Set in the natural laboratory of French Polynesia, the Moorea model ecosystem is an excellent base for field studies in the scientific disciplines constituting biocomplexity with a variety of marine and terrestrial habitats. Surrounded by a well developed coral reef and lagoon system (12 reef passes), Moorea (132 sq Km) is a high, 1.2 million year old volcanic island with freshwater streams that flow year-round. A ridge with high peaks forms a U shape open to the north. The north side of the island is highly eroded and has two narrow bays, Cook's Bay and Opunohu Bay, with Mt. Rotui (899m) between them. The highest peak is Mt. Tohiea (1207 m) in the east and most of the summits are narrow and surrounded by steep cliffs.
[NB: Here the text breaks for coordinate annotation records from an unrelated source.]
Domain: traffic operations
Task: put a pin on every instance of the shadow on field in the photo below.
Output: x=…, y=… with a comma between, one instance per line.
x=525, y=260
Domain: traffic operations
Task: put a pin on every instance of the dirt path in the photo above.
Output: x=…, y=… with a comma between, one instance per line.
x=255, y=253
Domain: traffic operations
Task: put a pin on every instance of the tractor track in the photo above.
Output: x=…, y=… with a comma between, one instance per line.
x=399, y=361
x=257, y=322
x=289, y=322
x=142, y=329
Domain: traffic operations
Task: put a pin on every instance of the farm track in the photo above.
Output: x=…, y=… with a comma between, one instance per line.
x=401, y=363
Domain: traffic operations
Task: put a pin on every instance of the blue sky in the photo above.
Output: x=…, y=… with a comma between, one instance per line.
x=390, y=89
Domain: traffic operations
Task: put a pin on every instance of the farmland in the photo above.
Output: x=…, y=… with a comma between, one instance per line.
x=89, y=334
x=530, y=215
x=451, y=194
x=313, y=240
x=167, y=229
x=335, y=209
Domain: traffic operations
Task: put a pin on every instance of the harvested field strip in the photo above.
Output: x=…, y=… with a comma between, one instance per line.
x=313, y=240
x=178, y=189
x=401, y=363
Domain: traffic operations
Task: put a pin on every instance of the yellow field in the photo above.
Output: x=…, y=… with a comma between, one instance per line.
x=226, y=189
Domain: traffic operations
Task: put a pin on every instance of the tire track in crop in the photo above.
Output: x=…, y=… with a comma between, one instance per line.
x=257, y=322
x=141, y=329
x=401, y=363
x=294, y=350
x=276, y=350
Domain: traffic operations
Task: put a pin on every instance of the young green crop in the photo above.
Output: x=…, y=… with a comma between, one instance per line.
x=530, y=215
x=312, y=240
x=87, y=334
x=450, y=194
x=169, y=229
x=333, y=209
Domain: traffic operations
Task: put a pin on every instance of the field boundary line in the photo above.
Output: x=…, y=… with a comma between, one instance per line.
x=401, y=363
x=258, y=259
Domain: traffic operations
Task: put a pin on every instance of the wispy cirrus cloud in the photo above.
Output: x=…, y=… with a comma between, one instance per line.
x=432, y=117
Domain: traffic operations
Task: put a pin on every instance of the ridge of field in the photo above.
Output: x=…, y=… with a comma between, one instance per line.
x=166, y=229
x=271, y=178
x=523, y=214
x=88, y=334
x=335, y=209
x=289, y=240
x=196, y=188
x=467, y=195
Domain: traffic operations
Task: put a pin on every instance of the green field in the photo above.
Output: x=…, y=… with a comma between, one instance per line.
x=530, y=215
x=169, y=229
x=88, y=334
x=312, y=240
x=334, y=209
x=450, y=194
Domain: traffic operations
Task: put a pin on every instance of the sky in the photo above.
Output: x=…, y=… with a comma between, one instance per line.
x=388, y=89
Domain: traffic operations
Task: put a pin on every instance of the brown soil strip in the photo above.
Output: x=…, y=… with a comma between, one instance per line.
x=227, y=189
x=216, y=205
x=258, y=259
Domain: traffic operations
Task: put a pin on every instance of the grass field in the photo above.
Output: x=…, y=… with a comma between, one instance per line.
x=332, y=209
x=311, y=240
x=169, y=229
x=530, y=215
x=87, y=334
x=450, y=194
The Gump Station occupies 14 hectares (35 acres) of land from the shore to 149m (489ft) at the entrance to Cook's Bay, providing excellent access to the ocean, lagoon, and island interior. From Cook's Bay, the main island of Tahiti and its capital Papeete is just 20Km away (25 minutes by carferry; 7 minutes by plane). Researchers and classes find the Gump Station an excellent base for field studies. Marine scientists can work in a variety of habitats - mud and sand flats, sea grass beds, inner and outer coral reefs, algal ridges and deep oceanic waters - all easily accessible from the Station. Terrestrial and freshwater scientists study island biogeography, geomorphology, the biology of invasive species, and the ecology of insular plant and animal communities. Human scientists (ethnobiology, public health, sustainable development, sociology, environmental design, policy, anthropology and archeology) find a fascinating balance between traditional Polynesian society and the culture of more recent immigrants, as well as a wealth of archeological sites.
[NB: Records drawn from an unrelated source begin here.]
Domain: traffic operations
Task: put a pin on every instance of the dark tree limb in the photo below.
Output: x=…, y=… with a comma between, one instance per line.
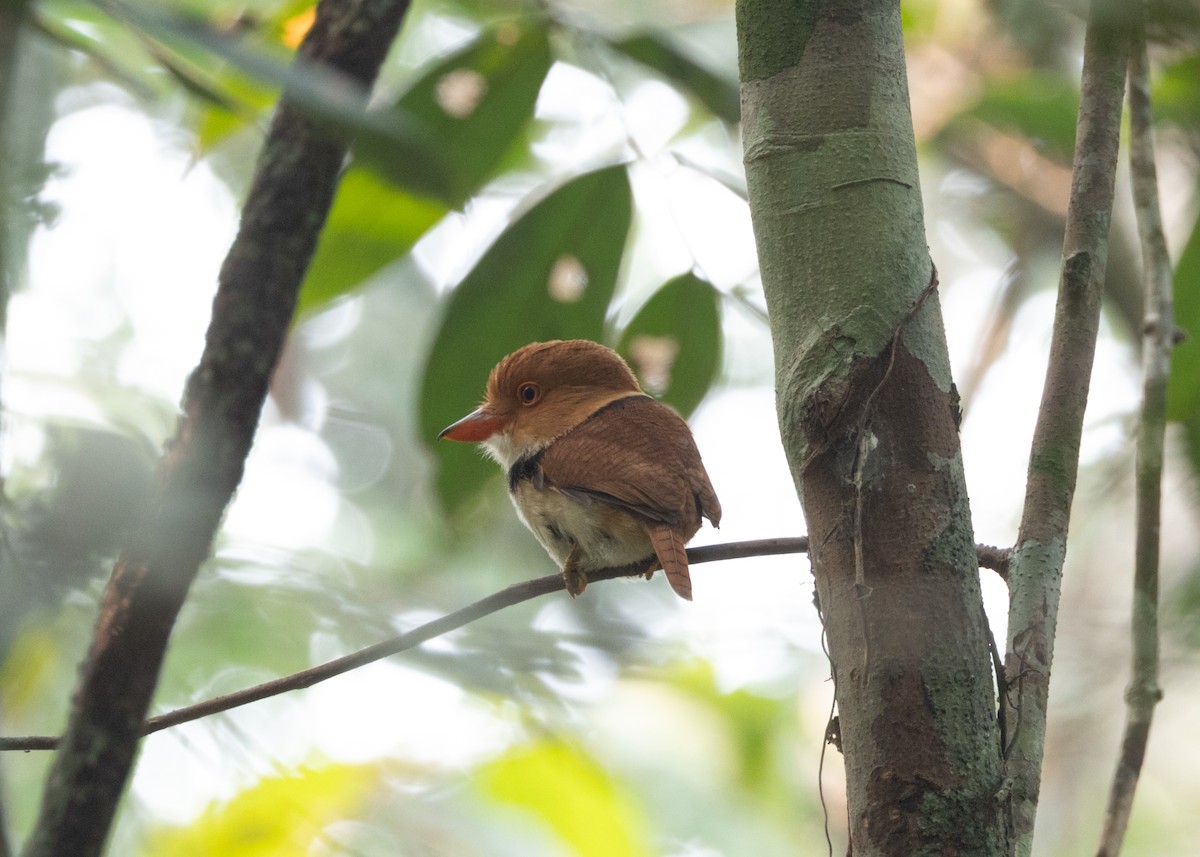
x=288, y=201
x=1158, y=340
x=1035, y=576
x=517, y=593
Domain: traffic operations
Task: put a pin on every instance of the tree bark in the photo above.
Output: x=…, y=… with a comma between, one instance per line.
x=1036, y=564
x=288, y=201
x=869, y=419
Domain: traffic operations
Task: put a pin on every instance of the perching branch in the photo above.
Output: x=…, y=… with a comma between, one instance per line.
x=517, y=593
x=1036, y=568
x=1158, y=334
x=287, y=204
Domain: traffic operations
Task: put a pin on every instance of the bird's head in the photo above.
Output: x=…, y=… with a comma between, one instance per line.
x=541, y=391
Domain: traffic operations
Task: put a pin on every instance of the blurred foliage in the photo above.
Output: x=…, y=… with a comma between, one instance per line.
x=279, y=815
x=574, y=795
x=483, y=209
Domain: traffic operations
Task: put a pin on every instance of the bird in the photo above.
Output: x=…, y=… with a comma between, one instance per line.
x=603, y=474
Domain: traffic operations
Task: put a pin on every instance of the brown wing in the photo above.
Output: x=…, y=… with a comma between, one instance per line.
x=637, y=454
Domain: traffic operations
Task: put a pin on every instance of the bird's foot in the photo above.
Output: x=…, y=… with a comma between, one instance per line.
x=575, y=579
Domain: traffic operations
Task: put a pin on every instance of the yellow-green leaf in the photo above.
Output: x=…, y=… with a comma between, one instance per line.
x=574, y=796
x=279, y=816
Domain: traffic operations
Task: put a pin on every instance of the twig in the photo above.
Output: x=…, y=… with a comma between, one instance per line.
x=1157, y=342
x=1035, y=576
x=491, y=604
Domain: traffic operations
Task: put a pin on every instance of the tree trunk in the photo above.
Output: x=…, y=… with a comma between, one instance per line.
x=869, y=419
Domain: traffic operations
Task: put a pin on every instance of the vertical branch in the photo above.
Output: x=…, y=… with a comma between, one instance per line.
x=1158, y=333
x=1037, y=559
x=285, y=210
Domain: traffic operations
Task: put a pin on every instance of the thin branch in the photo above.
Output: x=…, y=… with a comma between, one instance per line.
x=1035, y=575
x=511, y=595
x=1158, y=330
x=291, y=196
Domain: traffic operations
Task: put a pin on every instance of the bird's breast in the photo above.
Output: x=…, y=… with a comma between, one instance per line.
x=607, y=537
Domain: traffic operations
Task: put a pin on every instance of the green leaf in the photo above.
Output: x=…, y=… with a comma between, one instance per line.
x=550, y=276
x=574, y=796
x=1183, y=388
x=657, y=51
x=1176, y=93
x=1039, y=106
x=321, y=91
x=675, y=342
x=372, y=223
x=474, y=103
x=279, y=815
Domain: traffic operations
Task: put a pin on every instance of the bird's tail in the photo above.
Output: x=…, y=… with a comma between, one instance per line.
x=673, y=557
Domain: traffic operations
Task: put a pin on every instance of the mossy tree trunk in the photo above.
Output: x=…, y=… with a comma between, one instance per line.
x=869, y=419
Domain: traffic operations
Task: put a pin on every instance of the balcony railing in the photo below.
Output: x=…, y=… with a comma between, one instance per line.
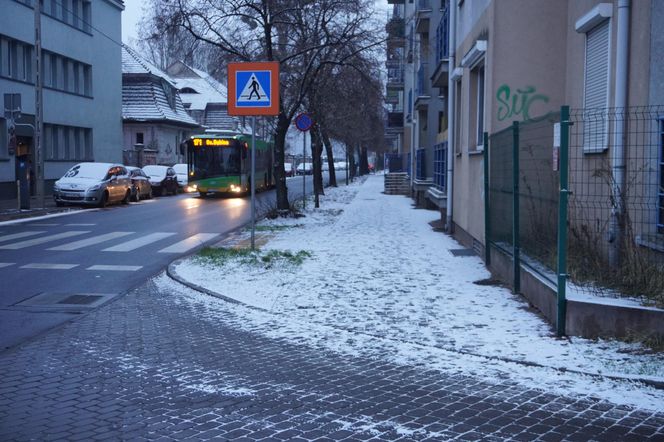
x=420, y=171
x=395, y=120
x=440, y=166
x=423, y=5
x=423, y=80
x=395, y=75
x=442, y=37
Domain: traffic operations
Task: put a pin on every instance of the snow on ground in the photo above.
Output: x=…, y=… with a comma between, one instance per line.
x=381, y=282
The Insular Research Center and Environment Observatory (CRIOBE) is a field station for French as well as international researchers. Located in Moorea, French Polynesia, the CRIOBE is connected with the Practical School of High Studies (EPHE) and is part of the CNRS French marine stations national network. The CRIOBE's scientific activities are focused on applied and fundamental research, education and training (Thesis and master's degree student's internships) and information (press articles, awareness rising, science fair). Research is mostly focused on the Polynesian coralline ecosystem but may also concern ground insular topics related to the previous.
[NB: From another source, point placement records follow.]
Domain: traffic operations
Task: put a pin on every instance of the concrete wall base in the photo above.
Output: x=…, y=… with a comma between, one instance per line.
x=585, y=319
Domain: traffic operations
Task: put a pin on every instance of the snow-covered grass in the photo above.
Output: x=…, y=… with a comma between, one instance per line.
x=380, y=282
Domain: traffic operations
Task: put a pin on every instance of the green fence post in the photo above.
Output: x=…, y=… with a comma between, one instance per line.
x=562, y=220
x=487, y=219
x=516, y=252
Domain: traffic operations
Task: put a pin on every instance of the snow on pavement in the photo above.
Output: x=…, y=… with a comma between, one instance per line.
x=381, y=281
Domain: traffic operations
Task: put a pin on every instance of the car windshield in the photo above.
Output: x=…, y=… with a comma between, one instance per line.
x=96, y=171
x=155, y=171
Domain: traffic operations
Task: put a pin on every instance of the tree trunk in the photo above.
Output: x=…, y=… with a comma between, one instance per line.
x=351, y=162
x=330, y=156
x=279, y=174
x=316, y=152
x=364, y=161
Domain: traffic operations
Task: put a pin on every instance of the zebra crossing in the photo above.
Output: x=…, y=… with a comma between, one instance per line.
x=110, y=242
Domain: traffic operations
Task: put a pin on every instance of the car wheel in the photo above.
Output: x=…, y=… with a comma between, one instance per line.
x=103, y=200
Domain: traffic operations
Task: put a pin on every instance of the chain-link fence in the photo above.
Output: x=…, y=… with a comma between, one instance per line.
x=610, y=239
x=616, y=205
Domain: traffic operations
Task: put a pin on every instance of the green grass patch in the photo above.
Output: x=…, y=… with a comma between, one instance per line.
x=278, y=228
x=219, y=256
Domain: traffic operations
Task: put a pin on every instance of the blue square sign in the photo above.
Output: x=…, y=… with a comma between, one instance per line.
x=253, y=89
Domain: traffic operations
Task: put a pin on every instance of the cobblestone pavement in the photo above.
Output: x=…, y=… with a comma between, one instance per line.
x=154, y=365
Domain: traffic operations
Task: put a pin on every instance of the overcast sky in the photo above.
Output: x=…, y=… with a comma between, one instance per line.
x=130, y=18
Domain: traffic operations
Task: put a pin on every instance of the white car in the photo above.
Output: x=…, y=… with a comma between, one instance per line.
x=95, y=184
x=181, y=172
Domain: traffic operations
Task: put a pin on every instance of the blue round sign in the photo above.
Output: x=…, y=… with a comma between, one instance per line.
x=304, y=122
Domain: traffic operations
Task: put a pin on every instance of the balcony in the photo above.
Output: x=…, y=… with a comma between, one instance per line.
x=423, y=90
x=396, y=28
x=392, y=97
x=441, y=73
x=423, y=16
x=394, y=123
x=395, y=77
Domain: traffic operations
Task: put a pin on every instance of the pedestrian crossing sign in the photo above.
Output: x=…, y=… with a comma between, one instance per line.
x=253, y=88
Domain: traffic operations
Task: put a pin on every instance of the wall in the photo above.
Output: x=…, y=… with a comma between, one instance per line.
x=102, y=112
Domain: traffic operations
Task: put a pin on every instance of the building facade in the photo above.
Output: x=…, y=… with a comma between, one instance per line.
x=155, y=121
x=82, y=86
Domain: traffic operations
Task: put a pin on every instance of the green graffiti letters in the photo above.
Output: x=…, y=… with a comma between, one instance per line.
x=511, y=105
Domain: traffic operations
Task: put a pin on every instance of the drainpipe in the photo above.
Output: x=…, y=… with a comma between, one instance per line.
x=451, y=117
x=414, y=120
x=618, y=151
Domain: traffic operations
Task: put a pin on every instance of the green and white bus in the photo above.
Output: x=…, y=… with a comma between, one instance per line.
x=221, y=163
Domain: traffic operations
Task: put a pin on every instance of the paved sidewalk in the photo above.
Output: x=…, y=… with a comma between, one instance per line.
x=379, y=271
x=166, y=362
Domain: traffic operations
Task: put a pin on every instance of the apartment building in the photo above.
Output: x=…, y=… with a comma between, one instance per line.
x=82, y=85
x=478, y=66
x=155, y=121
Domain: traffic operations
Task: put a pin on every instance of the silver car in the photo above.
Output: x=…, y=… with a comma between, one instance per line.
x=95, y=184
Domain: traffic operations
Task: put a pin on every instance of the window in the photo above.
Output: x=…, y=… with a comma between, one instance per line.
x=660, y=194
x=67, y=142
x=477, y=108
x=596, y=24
DNA barcoding is a taxonomic method that uses a short genetic marker in an organism's mitochondrial DNA to identify it as belonging to a particular species. It is based on a relatively simple concept: most eukaryote cells contain mitochondria and mitochondrial DNA (mtDNA) has a relatively fast mutation rate, which results in significant variance in mtDNA sequences between species and, in principle, a comparatively small variance within species. A 648-pairs of base region of the cytochrome C oxidase subunit I gene (COI) was initially proposed as a potential 'barcode'.